2. §1 Abs1 bis 3 des Bundesgesetzes vom 17. Mai 1990 über die Errichtung, Verwaltung und Beaufsichtigung von Pensionskassen (Pensionskassengesetz - PKG), BGBl. 281/1990, lauten in der hier maßgeblichen Fassung (die angefochtenen Teile sind hervorgehoben):

"§1. (1) Eine Pensionskasse ist ein Unternehmen, das nach diesem Bundesgesetz berechtigt ist, Pensionskassengeschäfte zu betreiben.

(2) Pensionskassengeschäfte bestehen in der rechtsverbindlichen Zusage von Pensionen an Anwartschaftsberechtigte und in der Erbringung von Pensionen an Leistungsberechtigte und Hinterbliebene sowie in der damit verbundenen Hereinnahme und Veranlagung von Pensionskassenbeiträgen (§16). Jede Pensionskasse hat Zusagen auf Alters- und Hinterbliebenenversorgung zu gewähren; zusätzlich können Zusagen auf Invaliditätsversorgung gewährt werden. Alterspensionen sind lebenslang, Invaliditätspensionen auf die Dauer der Invalidität und Hinterbliebenenpensionen entsprechend dem Pensionskassenvertrag zu leisten. Die von einer Pensionskasse auszuzahlenden Pensionen dürfen nur dann abgefunden werden, wenn

1. bei Eintritt des Leistungsfalles der Barwert des Auszahlungsbetrages 9 300 Euro nicht übersteigt oder

2. sich eine Person, die einen Anspruch im Sinne dieses Bundesgesetzes auf eine Hinterbliebenenpension hat, wiederverehelicht hat. Die Betragsgrenze der Z1 gilt in diesem Falle nicht.

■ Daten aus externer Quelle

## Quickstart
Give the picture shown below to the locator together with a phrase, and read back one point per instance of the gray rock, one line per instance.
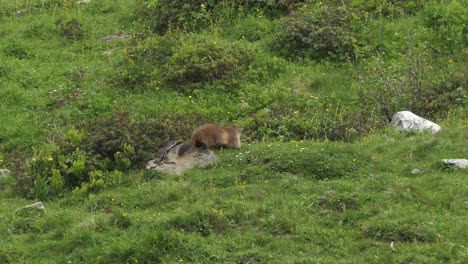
(168, 161)
(409, 122)
(457, 163)
(4, 173)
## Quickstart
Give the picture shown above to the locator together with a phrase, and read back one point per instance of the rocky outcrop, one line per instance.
(168, 160)
(456, 163)
(4, 173)
(409, 122)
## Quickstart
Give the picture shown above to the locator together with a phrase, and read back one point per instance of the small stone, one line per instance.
(457, 163)
(409, 122)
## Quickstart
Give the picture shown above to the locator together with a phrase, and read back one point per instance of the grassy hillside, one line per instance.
(89, 90)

(2a) Der in Abs2 genannte Abfindungsgrenzbetrag von 9 300 Euro vermindert oder erhöht sich jeweils dann in Schritten zu 300 Euro, wenn seine Veränderung auf Grund Valorisierung mit dem entsprechend dem von der Bundesanstalt 'Statistik Österreich' für den Monat Juli eines Kalenderjahres verlautbarten Verbraucherpreisindex 1996 oder des an seine Stelle tretenden Indexes gegenüber dem für den Monat Jänner 2002 verlautbarten Verbraucherpreisindex 1996 den Betrag von 300 Euro übersteigt oder unterschreitet. Der neue Abfindungsgrenzbetrag gilt ab 1. Jänner des auf die Anpassung folgenden Kalenderjahres. Die Finanzmarktaufsichtsbehörde (FMA) hat den neuen Abfindungsgrenzbetrag sowie den Zeitpunkt, ab dem dieser wirksam wird, im Amtsblatt der Österreichischen Finanzverwaltung kundzumachen.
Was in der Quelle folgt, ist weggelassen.